Hidup
tak ubahnya ombak samudra; kadang tenang, kadang berombak ganas. Kadang kita diatas, kadang kita di bawah (paling
suka yang ‘tengah-tengah’, sih). Kadang kita melambung tinggi, kadang kita
terperosok ke lembah nista (comberan got-Red). Kadang suka, kadang duka (Kalo dalam bahasa
India: Kabhi Khushi Kabhi Ghum. [Lho?]). Kadang beruntung, kadang sial. Keduanya
selalu datang silih berganti. Tak jarang beriringan.
2
bulan ng-eksis di Jakarta memaksa saya untuk bersahabat dengan transportasi
kebanggaan Jakarta, Baswe. Malam itu, sehabis mengunjungi beberapa museum di
Jakarta, seperti
biasa kita harus menunggu sang pujaan hati tiba, baswe. Badan rasanya udah mau
rontok, pegal semua, ditambah ransel yang lumayan berat, di tambah hujan, di
tambah gue jomblo, menjadikan malam itu malam yang...—ibarat penyakit kangker,
udah “stadium 21”/ibarat gunung, statusnya “ERUPSI”—Mematikan.
Belum
juga baswe datang, triliyunan penumpang lain pun mulai mengerubuti dan menyerbu halte.

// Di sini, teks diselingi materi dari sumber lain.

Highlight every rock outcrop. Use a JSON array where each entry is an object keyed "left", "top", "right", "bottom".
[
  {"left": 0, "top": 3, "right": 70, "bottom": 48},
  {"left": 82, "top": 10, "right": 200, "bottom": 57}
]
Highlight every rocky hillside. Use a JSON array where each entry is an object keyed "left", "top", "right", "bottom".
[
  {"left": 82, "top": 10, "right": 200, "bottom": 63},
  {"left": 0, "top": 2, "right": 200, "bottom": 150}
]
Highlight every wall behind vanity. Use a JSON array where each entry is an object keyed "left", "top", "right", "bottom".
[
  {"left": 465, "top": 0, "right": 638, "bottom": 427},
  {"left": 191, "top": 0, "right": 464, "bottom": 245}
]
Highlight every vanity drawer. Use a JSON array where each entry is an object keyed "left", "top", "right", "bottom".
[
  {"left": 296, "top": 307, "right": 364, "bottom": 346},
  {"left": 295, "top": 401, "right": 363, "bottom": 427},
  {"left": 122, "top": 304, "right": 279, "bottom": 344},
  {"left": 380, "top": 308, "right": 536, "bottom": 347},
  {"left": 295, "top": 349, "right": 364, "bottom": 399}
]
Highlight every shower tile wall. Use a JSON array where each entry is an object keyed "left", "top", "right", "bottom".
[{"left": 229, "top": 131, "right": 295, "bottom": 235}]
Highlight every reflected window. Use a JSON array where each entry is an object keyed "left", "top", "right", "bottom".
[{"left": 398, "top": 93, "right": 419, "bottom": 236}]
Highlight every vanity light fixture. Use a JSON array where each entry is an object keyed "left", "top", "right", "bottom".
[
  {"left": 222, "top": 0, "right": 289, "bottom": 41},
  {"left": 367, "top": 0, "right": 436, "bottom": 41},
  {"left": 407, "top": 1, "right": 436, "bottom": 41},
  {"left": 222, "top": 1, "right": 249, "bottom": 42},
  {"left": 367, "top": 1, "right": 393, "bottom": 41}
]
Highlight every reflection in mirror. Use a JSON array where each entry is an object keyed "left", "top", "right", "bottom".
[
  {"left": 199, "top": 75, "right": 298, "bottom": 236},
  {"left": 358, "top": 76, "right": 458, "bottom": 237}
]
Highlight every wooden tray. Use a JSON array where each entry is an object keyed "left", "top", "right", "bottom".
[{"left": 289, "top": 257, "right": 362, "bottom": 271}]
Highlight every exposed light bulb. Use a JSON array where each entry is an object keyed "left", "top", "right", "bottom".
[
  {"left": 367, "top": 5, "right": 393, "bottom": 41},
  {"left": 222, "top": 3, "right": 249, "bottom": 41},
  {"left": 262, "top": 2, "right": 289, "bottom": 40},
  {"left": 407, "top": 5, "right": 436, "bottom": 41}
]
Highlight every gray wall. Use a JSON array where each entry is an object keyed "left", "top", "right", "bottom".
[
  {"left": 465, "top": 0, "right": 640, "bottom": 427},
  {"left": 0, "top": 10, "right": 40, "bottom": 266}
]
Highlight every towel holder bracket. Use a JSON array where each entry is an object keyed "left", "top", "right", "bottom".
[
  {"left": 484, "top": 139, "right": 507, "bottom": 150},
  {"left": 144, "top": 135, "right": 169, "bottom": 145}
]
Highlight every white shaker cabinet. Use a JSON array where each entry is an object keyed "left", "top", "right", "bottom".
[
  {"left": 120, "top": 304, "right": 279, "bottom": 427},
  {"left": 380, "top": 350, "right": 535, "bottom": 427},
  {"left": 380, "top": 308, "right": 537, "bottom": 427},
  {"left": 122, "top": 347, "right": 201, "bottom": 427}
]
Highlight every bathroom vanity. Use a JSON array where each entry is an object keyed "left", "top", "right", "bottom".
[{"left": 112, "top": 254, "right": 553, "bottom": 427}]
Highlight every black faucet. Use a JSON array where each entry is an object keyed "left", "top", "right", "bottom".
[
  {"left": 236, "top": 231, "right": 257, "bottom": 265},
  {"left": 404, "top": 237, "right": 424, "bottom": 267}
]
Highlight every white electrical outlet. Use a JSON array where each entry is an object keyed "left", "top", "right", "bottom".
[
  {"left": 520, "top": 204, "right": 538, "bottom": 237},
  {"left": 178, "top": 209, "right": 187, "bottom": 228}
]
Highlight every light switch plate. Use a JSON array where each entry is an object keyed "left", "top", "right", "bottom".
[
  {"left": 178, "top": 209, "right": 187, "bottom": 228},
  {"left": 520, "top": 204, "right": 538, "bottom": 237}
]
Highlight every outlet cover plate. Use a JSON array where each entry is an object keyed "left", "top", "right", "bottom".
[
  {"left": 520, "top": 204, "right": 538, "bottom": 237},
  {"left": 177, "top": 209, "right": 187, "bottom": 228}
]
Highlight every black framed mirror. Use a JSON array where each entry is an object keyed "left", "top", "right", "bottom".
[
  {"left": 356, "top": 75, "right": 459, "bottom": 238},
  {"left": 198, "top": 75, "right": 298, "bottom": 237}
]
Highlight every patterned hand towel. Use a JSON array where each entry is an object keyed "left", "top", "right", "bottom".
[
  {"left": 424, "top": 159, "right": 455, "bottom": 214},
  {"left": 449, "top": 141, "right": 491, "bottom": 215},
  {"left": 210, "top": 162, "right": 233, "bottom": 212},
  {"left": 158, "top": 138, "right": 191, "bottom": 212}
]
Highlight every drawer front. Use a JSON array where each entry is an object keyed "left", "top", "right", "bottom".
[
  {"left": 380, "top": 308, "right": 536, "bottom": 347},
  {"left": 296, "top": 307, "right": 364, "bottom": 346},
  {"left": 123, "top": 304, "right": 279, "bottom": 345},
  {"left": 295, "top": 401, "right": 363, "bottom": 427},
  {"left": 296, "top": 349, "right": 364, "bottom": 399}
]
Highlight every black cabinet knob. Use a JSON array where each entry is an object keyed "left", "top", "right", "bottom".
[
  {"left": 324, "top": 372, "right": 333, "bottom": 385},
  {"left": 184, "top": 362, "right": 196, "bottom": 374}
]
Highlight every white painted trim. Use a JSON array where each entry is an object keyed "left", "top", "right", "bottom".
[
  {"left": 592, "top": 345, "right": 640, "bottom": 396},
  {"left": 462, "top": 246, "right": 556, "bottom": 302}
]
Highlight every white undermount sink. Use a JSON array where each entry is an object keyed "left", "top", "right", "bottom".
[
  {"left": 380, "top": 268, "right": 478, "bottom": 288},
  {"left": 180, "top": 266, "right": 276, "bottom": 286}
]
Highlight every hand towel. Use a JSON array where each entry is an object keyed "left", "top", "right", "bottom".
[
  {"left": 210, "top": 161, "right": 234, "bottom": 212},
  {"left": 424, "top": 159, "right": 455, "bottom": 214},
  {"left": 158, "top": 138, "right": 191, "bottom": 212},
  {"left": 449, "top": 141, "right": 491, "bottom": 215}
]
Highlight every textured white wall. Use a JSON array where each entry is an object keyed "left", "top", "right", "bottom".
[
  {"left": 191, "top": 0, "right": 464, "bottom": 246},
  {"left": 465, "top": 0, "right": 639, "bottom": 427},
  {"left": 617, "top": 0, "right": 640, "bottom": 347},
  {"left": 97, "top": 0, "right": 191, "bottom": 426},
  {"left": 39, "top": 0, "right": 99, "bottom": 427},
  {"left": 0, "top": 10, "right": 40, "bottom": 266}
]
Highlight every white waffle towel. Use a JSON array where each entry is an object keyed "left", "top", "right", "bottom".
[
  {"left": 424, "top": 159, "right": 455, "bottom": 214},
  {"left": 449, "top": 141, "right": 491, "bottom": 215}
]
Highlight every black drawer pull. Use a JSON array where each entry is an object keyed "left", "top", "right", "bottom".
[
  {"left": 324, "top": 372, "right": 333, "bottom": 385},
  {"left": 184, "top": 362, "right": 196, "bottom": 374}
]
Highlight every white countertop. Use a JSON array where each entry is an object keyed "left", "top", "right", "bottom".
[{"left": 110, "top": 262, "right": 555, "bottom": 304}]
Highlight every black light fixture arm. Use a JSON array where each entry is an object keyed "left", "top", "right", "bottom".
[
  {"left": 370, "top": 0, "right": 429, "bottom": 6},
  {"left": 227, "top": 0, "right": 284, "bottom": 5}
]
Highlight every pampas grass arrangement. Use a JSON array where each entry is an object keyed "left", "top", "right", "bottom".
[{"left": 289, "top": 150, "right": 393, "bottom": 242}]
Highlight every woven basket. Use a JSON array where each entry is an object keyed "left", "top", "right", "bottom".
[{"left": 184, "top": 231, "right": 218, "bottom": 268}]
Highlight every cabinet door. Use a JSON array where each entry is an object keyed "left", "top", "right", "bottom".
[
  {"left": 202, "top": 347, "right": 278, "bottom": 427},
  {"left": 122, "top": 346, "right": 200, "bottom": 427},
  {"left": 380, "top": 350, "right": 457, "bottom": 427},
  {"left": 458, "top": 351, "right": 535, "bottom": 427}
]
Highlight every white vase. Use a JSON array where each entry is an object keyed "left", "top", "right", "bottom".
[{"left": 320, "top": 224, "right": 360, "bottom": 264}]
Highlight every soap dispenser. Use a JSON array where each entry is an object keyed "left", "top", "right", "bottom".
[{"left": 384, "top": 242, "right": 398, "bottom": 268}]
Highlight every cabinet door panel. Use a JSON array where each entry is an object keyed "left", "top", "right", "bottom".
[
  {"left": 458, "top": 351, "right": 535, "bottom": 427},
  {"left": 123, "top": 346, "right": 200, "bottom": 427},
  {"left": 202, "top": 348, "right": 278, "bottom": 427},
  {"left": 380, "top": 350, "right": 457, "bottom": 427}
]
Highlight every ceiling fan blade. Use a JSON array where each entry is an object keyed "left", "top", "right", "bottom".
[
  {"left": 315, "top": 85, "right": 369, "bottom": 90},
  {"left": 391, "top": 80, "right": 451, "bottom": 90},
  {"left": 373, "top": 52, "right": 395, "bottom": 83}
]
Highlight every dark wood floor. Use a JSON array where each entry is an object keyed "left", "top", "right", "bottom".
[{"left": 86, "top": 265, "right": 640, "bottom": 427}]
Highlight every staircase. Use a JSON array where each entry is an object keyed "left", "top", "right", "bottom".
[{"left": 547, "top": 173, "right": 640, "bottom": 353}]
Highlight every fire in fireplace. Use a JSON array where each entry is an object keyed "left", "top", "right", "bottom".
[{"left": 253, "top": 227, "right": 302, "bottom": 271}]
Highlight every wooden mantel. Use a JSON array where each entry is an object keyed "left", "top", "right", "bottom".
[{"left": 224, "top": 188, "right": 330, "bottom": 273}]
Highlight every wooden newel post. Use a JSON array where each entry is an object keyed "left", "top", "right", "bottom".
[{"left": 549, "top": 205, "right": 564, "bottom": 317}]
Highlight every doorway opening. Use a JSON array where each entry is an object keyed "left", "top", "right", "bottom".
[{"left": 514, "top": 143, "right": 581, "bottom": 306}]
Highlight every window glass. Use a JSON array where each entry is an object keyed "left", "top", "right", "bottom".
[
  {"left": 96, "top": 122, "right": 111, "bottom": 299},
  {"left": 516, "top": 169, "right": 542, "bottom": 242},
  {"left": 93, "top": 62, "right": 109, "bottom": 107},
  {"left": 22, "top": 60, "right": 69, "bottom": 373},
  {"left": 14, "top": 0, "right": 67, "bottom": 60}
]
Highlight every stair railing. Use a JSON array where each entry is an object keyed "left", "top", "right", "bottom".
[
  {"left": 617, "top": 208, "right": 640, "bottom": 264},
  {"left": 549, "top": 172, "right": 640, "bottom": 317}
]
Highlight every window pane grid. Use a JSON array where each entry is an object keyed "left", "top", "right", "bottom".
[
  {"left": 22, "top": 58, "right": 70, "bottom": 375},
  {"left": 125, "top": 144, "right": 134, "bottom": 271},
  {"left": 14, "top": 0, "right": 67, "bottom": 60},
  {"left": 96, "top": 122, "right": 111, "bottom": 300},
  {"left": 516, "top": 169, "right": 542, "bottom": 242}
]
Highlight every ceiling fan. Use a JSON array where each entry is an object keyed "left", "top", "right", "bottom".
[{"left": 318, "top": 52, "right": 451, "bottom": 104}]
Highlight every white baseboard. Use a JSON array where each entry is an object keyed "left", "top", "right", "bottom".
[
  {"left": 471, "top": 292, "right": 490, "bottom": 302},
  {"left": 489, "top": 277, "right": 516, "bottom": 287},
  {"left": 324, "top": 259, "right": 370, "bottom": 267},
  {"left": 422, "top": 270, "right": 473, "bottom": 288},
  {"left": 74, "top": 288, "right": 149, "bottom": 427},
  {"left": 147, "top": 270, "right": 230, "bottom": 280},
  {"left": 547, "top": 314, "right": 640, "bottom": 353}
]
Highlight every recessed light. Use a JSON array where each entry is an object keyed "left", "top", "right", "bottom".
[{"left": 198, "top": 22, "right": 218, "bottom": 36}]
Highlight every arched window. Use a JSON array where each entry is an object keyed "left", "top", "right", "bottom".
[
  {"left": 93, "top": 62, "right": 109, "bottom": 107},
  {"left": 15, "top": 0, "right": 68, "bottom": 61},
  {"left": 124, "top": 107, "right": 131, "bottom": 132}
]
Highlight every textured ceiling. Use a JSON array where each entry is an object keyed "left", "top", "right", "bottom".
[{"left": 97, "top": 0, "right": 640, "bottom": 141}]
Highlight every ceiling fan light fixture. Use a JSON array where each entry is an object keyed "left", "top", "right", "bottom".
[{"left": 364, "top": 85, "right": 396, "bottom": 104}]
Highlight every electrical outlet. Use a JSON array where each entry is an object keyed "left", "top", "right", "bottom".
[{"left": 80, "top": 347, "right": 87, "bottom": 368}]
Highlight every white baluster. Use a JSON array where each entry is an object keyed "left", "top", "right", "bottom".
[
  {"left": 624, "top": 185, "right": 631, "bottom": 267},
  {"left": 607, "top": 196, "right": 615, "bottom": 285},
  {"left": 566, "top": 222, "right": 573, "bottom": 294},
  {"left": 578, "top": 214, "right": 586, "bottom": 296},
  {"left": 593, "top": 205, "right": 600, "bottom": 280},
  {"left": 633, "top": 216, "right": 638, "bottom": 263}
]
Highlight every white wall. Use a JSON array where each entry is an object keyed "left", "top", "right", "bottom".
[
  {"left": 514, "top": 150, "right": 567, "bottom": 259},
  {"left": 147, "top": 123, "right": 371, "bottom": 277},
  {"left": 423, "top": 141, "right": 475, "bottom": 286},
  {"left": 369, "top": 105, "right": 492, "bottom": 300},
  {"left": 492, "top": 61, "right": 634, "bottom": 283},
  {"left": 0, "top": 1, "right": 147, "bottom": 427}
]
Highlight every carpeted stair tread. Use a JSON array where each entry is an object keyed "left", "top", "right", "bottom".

Demi keamanan barang bawaan, saya pun mencoba merubah posisi ransel dari posisi
belakang ke depan, dari pundak ke dada, biar bisa di peluk gitu (lumayan 'helpful',
sih, buat gue). Ketika saya mulai merenggangkan sikut--dalam upaya
merubah posisi ransel di tubuh saya--, tiba-tiba...
"Awwwwww"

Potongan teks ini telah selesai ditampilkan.